I’m in my pajamas with heavy eyes, thinking about going to bed, but I want to get a few thoughts onto the page before sleep.  I just had a wonderful Berlin weekend with LTN (and his Mo), doing stuff.  Okay, we didn’t actually fit all that much stuff in, his plane was late, so we missed many museum windows and Saturday turned into a lazing and eating yummy food day (Gnocchi Berliner art: with red cabbage, bacon and apple in a red wine sauce. YUMMEH!), and Monday had teaching in it but we made it to more things than last time.

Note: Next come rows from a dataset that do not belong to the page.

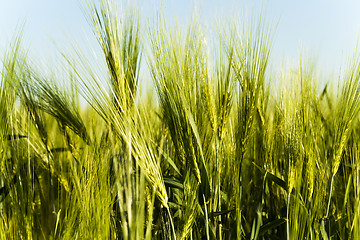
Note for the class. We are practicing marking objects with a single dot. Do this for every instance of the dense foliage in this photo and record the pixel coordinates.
(220, 152)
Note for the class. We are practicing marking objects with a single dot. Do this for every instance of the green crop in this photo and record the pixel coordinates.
(219, 149)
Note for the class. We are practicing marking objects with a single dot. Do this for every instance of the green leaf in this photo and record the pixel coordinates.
(271, 225)
(281, 183)
(170, 161)
(172, 182)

F’rinstance, we went to the Museum für Naturkunde .  They have the biggest mounted dinosaur skeleton in the whole world.  Fact according to Guinnesss and yes indeed, it’s pretty tall.

from the museum website

We mused on how the accepted format for natural history museums wherever you go seems to be to take a cool building with a big hall very near the entrance, add a dinosaur skeleton and arrange other stuff around the edges.  Whatever, it works.  This one got extra interactivity points though, lots of buttons for instructive clips including very exciting cladograms, plus 3D binocular doodahs on stands which magically clothed the skeletons in muscle and then set them wandering around the oldtime landscape.  Muchos exciting.   Berlin also has a world famous Archaeopteryx fossil, the ‘Ur vogel’ which was discovered 150 years ago in Bavaria and shows the hitherto ‘missing link’ between reptiles and birds – exciting stuff for scientists and, with dramatic storytelling as part of anniversary celebrations, for me too.

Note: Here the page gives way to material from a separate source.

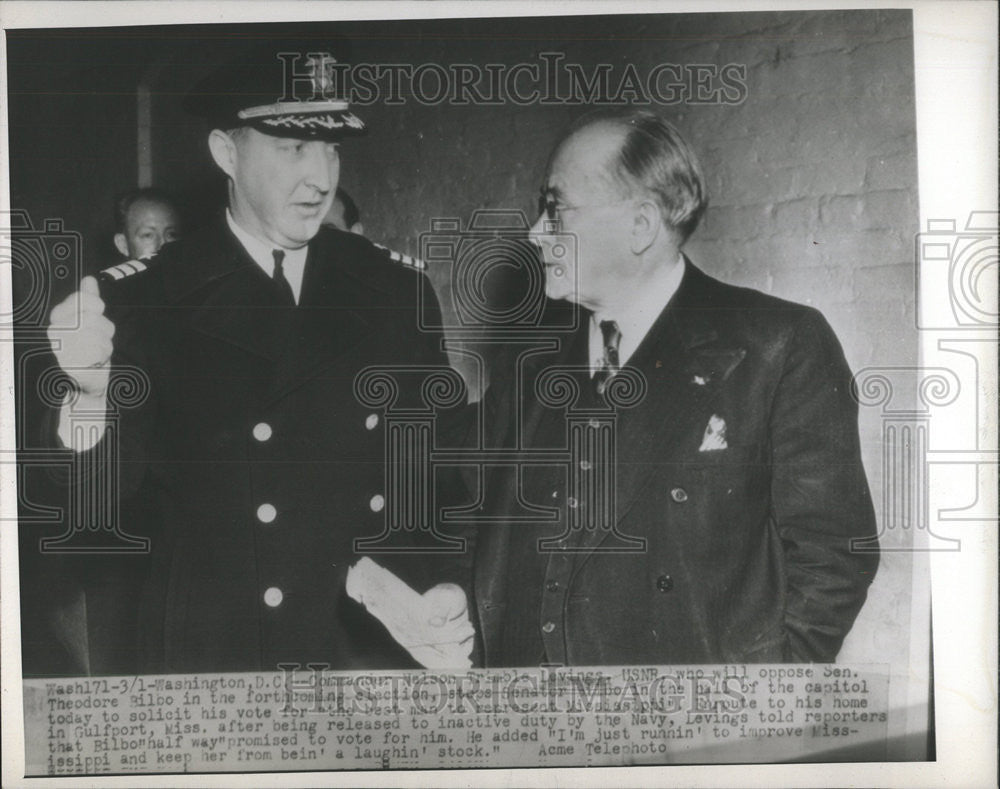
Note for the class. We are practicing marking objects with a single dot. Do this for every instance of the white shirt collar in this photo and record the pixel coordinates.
(634, 324)
(294, 264)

My favourite part of the visit was “Feathered Flight” a special exhibition celebrating this anniversary. There was a lot of fascinating science, but the outstanding element was a series of glass boxes suspended around the room which held a series of individual feathers, all absolutely stunning.  It really was outstanding, one of the most beautiful things I’ve seen for a long time.
Just one of many beautiful cases of feathers

Another two sections which I found particularly interesting were the Wet Collections and an exhibition detailing the preparation of items for the collection, both for scientific and display purposes.

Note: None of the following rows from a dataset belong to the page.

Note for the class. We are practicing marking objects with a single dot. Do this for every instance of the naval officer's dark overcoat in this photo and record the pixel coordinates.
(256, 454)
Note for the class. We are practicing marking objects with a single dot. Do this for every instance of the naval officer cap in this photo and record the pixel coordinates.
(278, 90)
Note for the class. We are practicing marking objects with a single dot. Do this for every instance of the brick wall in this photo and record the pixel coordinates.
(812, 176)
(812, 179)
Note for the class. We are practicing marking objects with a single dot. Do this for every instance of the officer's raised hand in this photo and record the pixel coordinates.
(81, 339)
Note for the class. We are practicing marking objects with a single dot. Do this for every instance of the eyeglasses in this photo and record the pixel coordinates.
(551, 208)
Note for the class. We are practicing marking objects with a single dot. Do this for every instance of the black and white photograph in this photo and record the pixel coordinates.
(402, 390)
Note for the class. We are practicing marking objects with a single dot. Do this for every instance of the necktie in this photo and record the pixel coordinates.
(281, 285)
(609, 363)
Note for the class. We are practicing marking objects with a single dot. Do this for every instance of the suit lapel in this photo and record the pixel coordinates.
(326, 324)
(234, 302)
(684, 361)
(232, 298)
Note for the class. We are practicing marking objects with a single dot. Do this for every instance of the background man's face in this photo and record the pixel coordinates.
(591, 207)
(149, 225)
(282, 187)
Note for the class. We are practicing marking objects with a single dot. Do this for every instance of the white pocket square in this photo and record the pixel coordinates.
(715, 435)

Admittedly they may have contributed to some nightmares I had that night, but they were still worth seeing.  The wet collections are kept in a climate controlled room, and are both grotesque up close and strangely beautiful when viewed from a distance.  Like nothing I’d ever seen before.

Some people claim that this might not be the most romantic ‘date’ venue, but we both thoroughly enjoyed ourselves.  At which point I should confess that the title of this post is an in-joke, sorry, and I’ll have to love you and leave you there.  Tales of the  Christmas Markt and German excellence in snack food shall be told tomorrow.  Auf wiedersehen.

Ed’s note – all pictures are from the museum’s website.